Why watch something you cannot understand?

Speaking of translating, as we were doing last Saturday, here’s an ancient fan rant about the sort of people who watch Very Japanese Anime:

It’s a show about Japanese references and Japanese wordplay. It’s not primarily a life sitcom or a slapstick act or anything “universal” like that. You could and should be watching something else – it’s not like we’re wanting for English sitcoms or sketch programs. If you’re watching it with English subs, or probably with any subs, you’re

  • Japanese, but interested in how one would translate if one had the time on his hands.
  • a pun-lover like me, but have made the inexplicable decision to look for your puns wedged forcefully into localizations of Japanese things instead of in one of the many well-crafted and legitimate sources of English puns.
  • full of shit, watching this because you like anime just for being anime, and because you want to go read a bunch of explanations later and then congratulate yourself/brag about what a smart Japanophile you are and how you definitely totally got all the jokes.

The show they’re talking about is Joshiraku, a 2012 slice of moe comedy series about a group of female rakugo performers. Rakugo is a Japanese storytelling art form with its roots in the Edo period and specialises in telling long, complicated mostly humorous stories, usually set in that period. The performer relies only on their storytelling technique, voicing each character themselves, using a small fan and cloth as props but apart from that relying only on their voice, mime and facial acting. The stories themselves are usually full of wordplay, puns and historical references so often hard to understand for non-Japanese. None of which matters for this series however, as the focus is instead on the four girls interacting with each other while they’re waiting to go on stage, or during the intervals or after having concluded a show. (The closest it comes to actual rakugo is at the start of the ending song. The problem is that their conversations, despite the anime’s emphasis that these are just “ordinary so that viewers can fully enjoy how cute the girls are”, they’re actually stuffed even more full of wordplay, puns and obscure references than the rakugo would’ve been. An impression of the difficulties this makes for translating and subtitling this mess can be found in the translator notes its fansubber left behind.

Nevertheless I did laugh. Even if ninetyfive percent of the jokes and references went over my head, I still laughed. To insist that you have to be either Japanese or fluent in the language enough to recognise the puns seems a bit harsh, as the original poster does acknowledge in their addendum. (A very Yankee mentality on display there, that confusion on why you’d want to watch something foreign instead of something more easily digestible and in English).
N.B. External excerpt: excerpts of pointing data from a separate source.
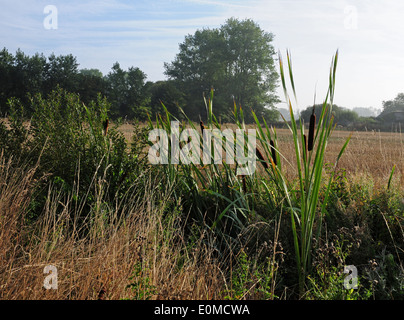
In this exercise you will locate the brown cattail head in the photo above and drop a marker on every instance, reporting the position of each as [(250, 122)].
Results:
[(305, 144), (261, 158), (106, 123), (312, 128), (202, 126), (273, 151)]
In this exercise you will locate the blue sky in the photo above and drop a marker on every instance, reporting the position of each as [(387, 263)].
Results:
[(368, 33)]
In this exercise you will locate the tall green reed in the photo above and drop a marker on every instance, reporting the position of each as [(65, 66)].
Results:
[(303, 199)]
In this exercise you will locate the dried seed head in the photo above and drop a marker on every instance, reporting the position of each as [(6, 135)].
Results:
[(106, 123), (305, 143), (273, 151), (261, 158), (202, 126), (312, 128)]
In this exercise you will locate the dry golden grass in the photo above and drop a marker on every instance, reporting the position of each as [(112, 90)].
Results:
[(103, 262), (370, 155)]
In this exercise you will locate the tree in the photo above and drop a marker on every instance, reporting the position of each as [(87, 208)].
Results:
[(126, 92), (394, 105), (62, 72), (167, 93), (236, 60), (342, 116), (90, 83)]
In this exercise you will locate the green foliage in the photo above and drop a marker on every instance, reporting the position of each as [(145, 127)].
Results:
[(68, 140), (140, 285), (397, 104), (386, 277), (328, 277), (251, 279), (126, 92), (236, 60)]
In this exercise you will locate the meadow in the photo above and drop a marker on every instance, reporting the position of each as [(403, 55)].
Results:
[(78, 193)]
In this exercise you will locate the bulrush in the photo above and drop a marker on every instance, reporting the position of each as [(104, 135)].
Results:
[(202, 127), (273, 151), (106, 122), (312, 128), (261, 158), (305, 144)]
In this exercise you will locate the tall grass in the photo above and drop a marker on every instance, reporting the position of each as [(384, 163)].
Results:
[(303, 198)]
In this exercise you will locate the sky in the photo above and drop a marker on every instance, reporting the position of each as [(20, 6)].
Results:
[(368, 34)]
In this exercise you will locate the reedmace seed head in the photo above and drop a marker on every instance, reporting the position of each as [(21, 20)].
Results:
[(305, 143), (312, 128), (273, 151), (202, 126), (261, 158), (106, 123)]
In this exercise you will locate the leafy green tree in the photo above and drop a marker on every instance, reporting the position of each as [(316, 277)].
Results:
[(236, 60), (397, 104), (126, 92), (90, 83), (6, 78), (167, 93), (62, 72)]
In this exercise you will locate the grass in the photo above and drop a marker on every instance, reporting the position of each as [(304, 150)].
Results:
[(117, 227)]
To be honest, I didn’t go into Joshiraku with more on my mind than that it looked like a cute, funny series with a bit of a reputation of being ‘difficult’. That latter turned out to be exaggerated. Most of it was perfectly understandable even if many individual jokes or sight gags didn’t land for me. (Also a testament to its fansubber’s hard work!)

There’s another sort of pleasure to be had in this sort of dense, hyper layered material, the pleasure of getting to grips with it, seeing the patterns, understanding a certain reference or gag maybe only years or even decades later. Glimpsing a larger world through these half understood allusions. It’s very much the same thing as when I first started to read Marvel comics, similar to finding where an obscure sample in a rap song originally came from. It’s the sort of thing I’m always unconsciously looking out for in my entertainment. A nerdy sort of pleasure seeking, but a sincere one.